2) If 'max_value' is a shared variable, 49 threads will enter the if-statements block, and they will try to update the 'max_value' one at a time using locks. But the order of executions among 49 threads is not defined, and therefore some threads may overwrite the actual maximum value to smaller values. You would need to compare the maximum value again within the critical section.
Max is a 'reduction' - check out the Reduction sample in the SDK, and do max instead of summation.
The white paper's a little old but still reasonably useful:
http://developer.download.nvidia.com/compute/cuda/1_1/Website/projects/reduction/doc/reduction.pdf
The final optimization step is to use 'warp synchronous' coding to avoid unnecessary __syncthreads() calls.

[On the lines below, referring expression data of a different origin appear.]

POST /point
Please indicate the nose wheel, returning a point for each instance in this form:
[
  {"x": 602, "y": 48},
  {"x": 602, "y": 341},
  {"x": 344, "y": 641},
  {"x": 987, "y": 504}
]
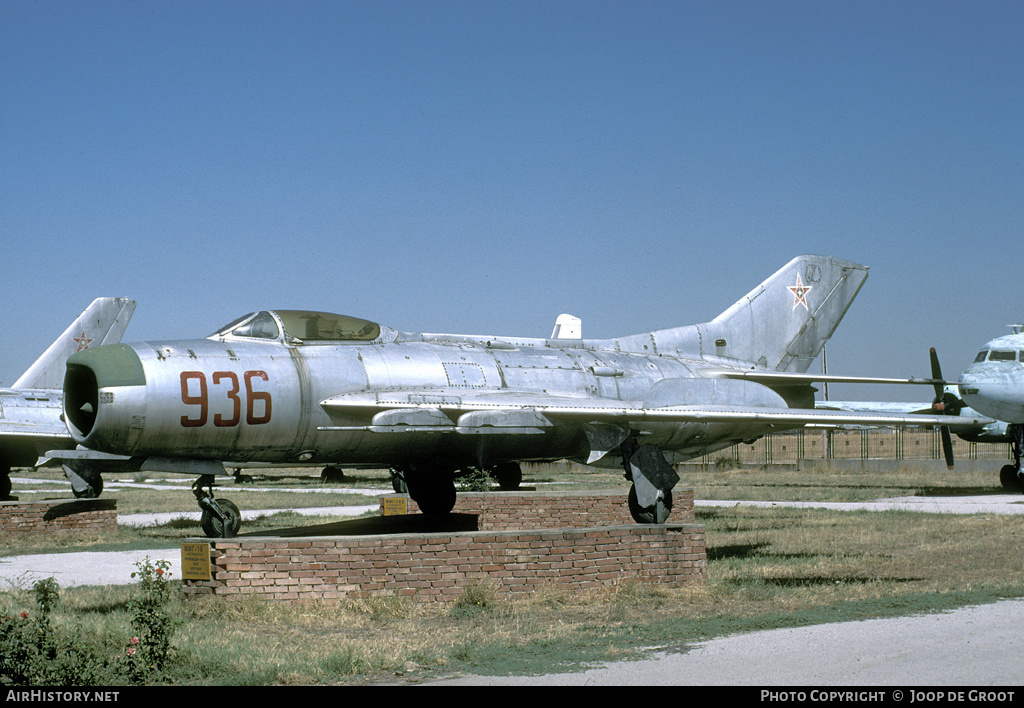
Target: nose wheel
[
  {"x": 1010, "y": 475},
  {"x": 221, "y": 517}
]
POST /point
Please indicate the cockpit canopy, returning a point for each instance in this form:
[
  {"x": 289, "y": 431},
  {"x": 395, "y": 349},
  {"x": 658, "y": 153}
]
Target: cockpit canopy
[{"x": 300, "y": 326}]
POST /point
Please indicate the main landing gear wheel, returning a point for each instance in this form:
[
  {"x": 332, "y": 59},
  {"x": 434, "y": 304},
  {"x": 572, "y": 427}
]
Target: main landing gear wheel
[
  {"x": 657, "y": 513},
  {"x": 227, "y": 527},
  {"x": 1009, "y": 479},
  {"x": 431, "y": 487},
  {"x": 508, "y": 475},
  {"x": 221, "y": 517},
  {"x": 649, "y": 500}
]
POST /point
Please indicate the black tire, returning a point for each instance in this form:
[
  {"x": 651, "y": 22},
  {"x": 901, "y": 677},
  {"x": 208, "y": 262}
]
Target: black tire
[
  {"x": 647, "y": 514},
  {"x": 1010, "y": 480},
  {"x": 215, "y": 528},
  {"x": 508, "y": 475}
]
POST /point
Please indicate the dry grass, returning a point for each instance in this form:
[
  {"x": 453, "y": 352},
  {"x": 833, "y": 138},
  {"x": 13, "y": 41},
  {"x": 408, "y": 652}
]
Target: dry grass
[{"x": 767, "y": 567}]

It requires at least 2 kernel invocations - one to write a bunch of intermediate max() values to global memory, then another to take the max() of that array.
If you want to do it in a single kernel invocation, check out the threadfenceReduction SDK sample. That uses __threadfence() and atomicAdd() to track progress, then has 1 block do a final reduction when all blocks have finished writing their intermediate results.
There are different accesses for variables. when you define a variable by device then the variable is placed on GPU global memory and it is accessible by all threads in grid , shared places the variable in block shared memory and it is accessible only by the threads of that block , at the end if you don't use any keyword like float max_value then the variable is placed on thread registers and it can be accessed only in that thread.In your code each thread have local variable max_value and it doesn't identify variables in other threads.